Выбрать главу

«Голубой воришка» Альхен, которого Остап обманул так же ловко и весело, как и других своих «клиентов», – типическая фигура стяжателя. Прототип не назван, но в жизни им несть числа… Не воровать Альхен не может. Альхен не просто воришка, он «воришка голубой», то есть застенчивый. Тянет все, что попадет под руку, только тянет стыдливо, густо краснея. Смешно? Даже очень. Нашлась отличная сатирическая деталь. И страшноватая. Завхоз командует подопечными старухами-пенсионерками как ему заблагорассудится. Но всегда с выгодой для себя.

В масштабах надвинувшейся на страну жестокой и бездуховной казарменно-бюрократической системы 2-й дом райсобеса всего лишь крохотная точка. Сколько таких «домов» возникало под разными вывесками! Давно все вывезено и распродано. Есть нечего. Зато более чем скромное жилье украшено наставлениями о вкусной и здоровой пище, напоминаниями о том, что «мясо – вредно».

Трудно придумать что-либо более фарисейское, чем порядки, заведенные Альхеном. Но фарисейство – примета казарменного быта. И страсть Альхена – хитроумные замки и запоры на всех дверях – тоже злая насмешка, обретающая с дистанции времени обобщающий смысл.

Предполагать, что Альхен явился в роман с единственной целью обслужить Остапа, сыграть с ним свою партию «в поддавки» – значило бы недооценить значения сатиры Ильфа и Петрова, свести дело к анекдоту, к простому курьезу «вор у вора дубинку украл».
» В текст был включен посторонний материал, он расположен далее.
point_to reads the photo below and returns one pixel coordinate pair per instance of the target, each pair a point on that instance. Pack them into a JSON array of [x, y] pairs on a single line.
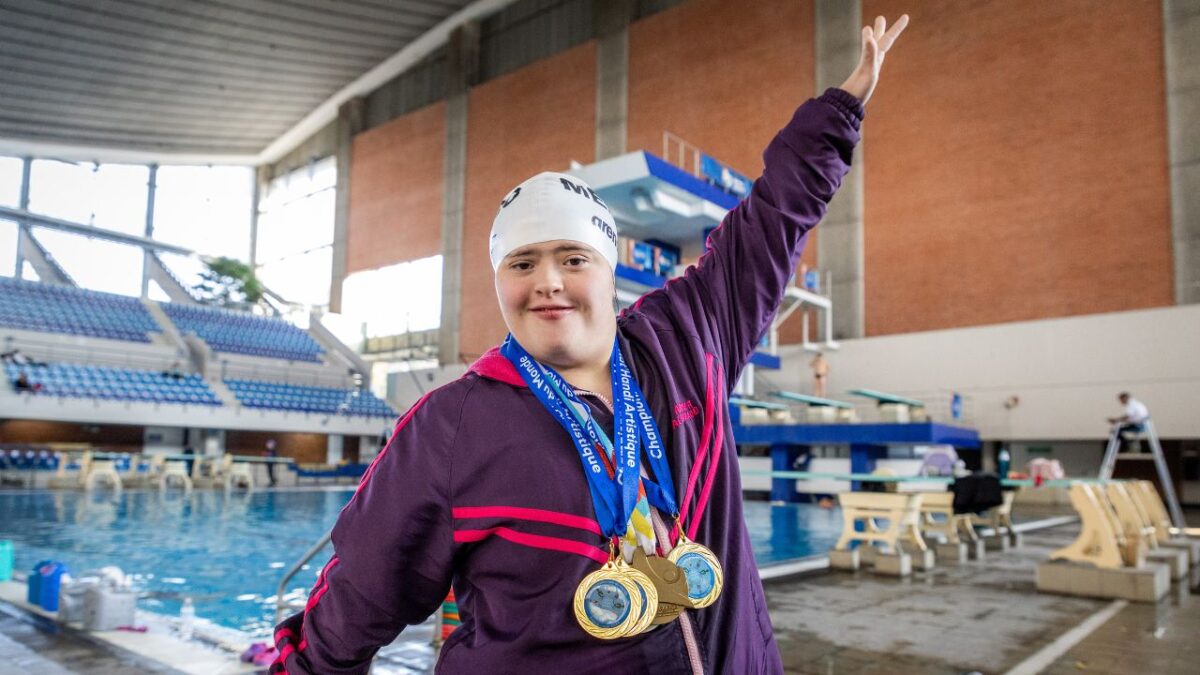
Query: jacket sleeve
[[731, 294], [393, 551]]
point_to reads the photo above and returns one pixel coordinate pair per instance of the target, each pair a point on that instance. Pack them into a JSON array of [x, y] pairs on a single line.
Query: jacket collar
[[493, 365]]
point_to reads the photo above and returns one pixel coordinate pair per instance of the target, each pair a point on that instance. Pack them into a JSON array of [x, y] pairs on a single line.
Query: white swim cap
[[549, 207]]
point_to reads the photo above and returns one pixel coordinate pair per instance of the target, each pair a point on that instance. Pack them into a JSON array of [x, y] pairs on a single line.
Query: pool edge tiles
[[157, 644]]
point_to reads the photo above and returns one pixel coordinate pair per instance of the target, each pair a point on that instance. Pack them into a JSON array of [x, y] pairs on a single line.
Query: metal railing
[[281, 605]]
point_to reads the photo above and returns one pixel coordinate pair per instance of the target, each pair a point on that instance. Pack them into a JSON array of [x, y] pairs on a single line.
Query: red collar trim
[[495, 366]]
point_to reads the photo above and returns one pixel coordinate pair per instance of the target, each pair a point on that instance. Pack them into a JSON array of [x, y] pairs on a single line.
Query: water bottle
[[186, 620]]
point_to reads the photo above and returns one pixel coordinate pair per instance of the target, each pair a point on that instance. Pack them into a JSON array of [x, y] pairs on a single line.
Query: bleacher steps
[[168, 328], [222, 392]]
Не один только Альхен, но и все другие эпизодические персонажи романа, включая заговорщиков из эфемерного тайного «Союза меча и орала», этих без пяти минут опереточных путчистов, интересны как определенные социальные и психологические типы. Иногда эпизодические персонажи меняются местами с Остапом, и тогда уже Остап выполняет вспомогательную задачу. Но не в ущерб движению рассказа. Главная роль достается Остапу или второстепенная, в конечном счете все нити интриги держит в кулаке он, обеспечивая движение сюжета, его непрерывность.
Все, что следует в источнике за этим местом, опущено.